Option 2: From source

git clone <repository-url>
cd mcp-tavily
python -m venv .venv
source .venv/bin/activate  # On Windows: .venv\Scripts\activate
uv sync  # Or: pip install -r requirements.txt
uv build  # Or: pip install -e .

Configuration

API Key Setup

The server requires a Tavily API key, which can be provided in three ways:

  1. Through a .env file:
    TAVILY_API_KEY=your_api_key_here
    
  2. As an environment variable:
    export TAVILY_API_KEY=your_api_key_here
    
  3. As a command-line argument:
    python -m mcp_server_tavily --api-key=your_api_key_here
    

Usage Examples

  • Regular web search:
    Tell me about Anthropic's newly released MCP protocol
    
  • Report with domain filtering:
    Tell me about redwood trees.
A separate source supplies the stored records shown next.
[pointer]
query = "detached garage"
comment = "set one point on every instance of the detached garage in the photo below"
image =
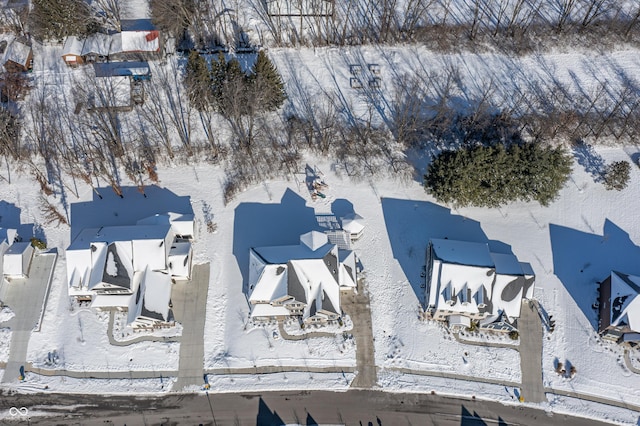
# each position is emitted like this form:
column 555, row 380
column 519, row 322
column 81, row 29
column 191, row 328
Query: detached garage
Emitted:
column 17, row 260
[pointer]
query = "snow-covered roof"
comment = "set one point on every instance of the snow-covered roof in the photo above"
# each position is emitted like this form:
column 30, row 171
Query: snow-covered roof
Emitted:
column 18, row 52
column 72, row 46
column 462, row 252
column 180, row 259
column 151, row 298
column 98, row 43
column 136, row 41
column 109, row 234
column 314, row 239
column 467, row 278
column 266, row 310
column 112, row 92
column 353, row 223
column 271, row 284
column 111, row 254
column 104, row 301
column 13, row 258
column 625, row 300
column 8, row 234
column 181, row 224
column 314, row 280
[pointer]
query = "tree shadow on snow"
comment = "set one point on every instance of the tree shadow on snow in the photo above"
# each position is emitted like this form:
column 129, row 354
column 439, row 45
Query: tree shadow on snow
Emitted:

Exclude Wikipedia sources.
    
  • Answer search mode:
    What is the average lifespan of redwood trees?
    
  • News search:
    Give me the top 10 AI-related news in the last 5 days
    

Testing

To run the tests:

  1. Install test dependencies:

    source .venv/bin/activate  # If using a virtual environment
    uv sync --dev  # Or: pip install -r requirements-dev.txt
    
  2. Run the tests:

    ./tests/run_tests.sh
    

Debugging

Use the MCP inspector to debug the server:

npx @modelcontextprotocol/inspector python -m mcp_server_tavily

Contributing

To contribute:

  1. Fork the repository
  2. Create a feature branch
  3. Make changes
  4. Run tests
  5. Commit changes
  6. Push to the branch
  7. Open a Pull Request

License

mcp-tavily is licensed under the MIT License. See the LICENSE file for details.